Hassan came with his car, leaving all of his family behind, caring for no one but me. I looked up to this man; he was strong, and very optimistic. Knowing I was with him gave me strength. He was a builder of houses, and had a wooden box in the back of his hatch back Datsun car. I remember I broke the lid of that box out of pain, but without any sound or tears. It was my parents I kept thinking of, how sad they will be! How were they going to take it and what would my father say? I have wonderful parents, but they were going through hard times. We had just been robbed only three days before, and that’s why I went to Irbid to see Uncle Hassan; to take him back so he’d build a wall against the balcony so no thieves will come again. I was up north for a mission, and came back with another. I was to help ease pain, and there I came back with more. The feeling of guilt never left me; perhaps it was useful to take my mind of what had just happened to me.
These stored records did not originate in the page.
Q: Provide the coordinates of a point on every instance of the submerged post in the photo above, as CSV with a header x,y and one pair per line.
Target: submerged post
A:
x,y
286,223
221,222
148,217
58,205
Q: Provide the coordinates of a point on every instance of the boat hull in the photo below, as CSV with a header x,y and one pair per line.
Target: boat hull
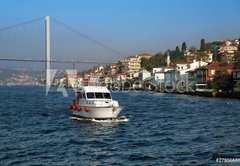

After stopping at a nearby hospital for first aid, I was driven to Amman. Lying on a wooden board in a bumpy ambulance dissolved the effect of tranquilizers had given to me. I had dozed off at first, but unfortunately gained consciousness on the way. I remember cursing at Uncle Hassan who never left me alone, then passing again. On the first entrance to Amman at Suwaileh Circle, there were all the Al Saadi’s; cousins, brother, and of course, my father too. They had already known of the news, and were in wonder; will we ever see him alive again?

Dr. Jamal, one of my cousins, whom I owe all to, was a military Doctor Major at The King Hussein Medical City, he tried to stop the ambulance to take me directly to the KHMC, but the nice ambulance driver, thought it was a car accident case which needed an ambulance so he drove through my cozen doctor, and the rest of them. With Amman’s rush hour on a Friday then, at a time where all picnickers were to go back home, it was nearly impossible to get a hold of that slow ambulance, so I ended up at Al bashir Hospital opposite direction of the KHMC.

In that hospital, while laying down on a medical bed, my father, brother, and the rest of my relatives were standing around me. I saw them, but I was already out my body at that point, I was up at the top of that hall, free in the air, looking down at them, with a fine blue whitish round gate nearby. I then said to my father with a smile, and comfort in my soul “I am sorry for what I have done, forgive me, you have got Ihab (my brother) take care of him, for I ask you to let me go. Forgive me for what I have done; I didn’t mean for it to happen, forgive me Dad, and please let me go”. I truly wanted to go, the gate was calling, and it was so beautiful not to leave behind, or not to go through it. I needed to go, but their tears, their weakness, and their need of me got me back. I had a taste of something heavenly, and nothing else mattered afterwards.

The same night, at the KHMC, I woke up with a nurse by my side, cuddling my head, looking at me with love and sorrow; I asked her if they’d cut off my leg, she answered with a yes, I said “now let me sleep”.

The next morning my parents came in, it was a nervous moment for me. How was I to meet them; how was I to face them, now that I had brought them another pain to cope with? When they appeared walking down the hall, I lifted up both my arms, with IV’s attached to them said, masking my pain,” I’m a man of steel!”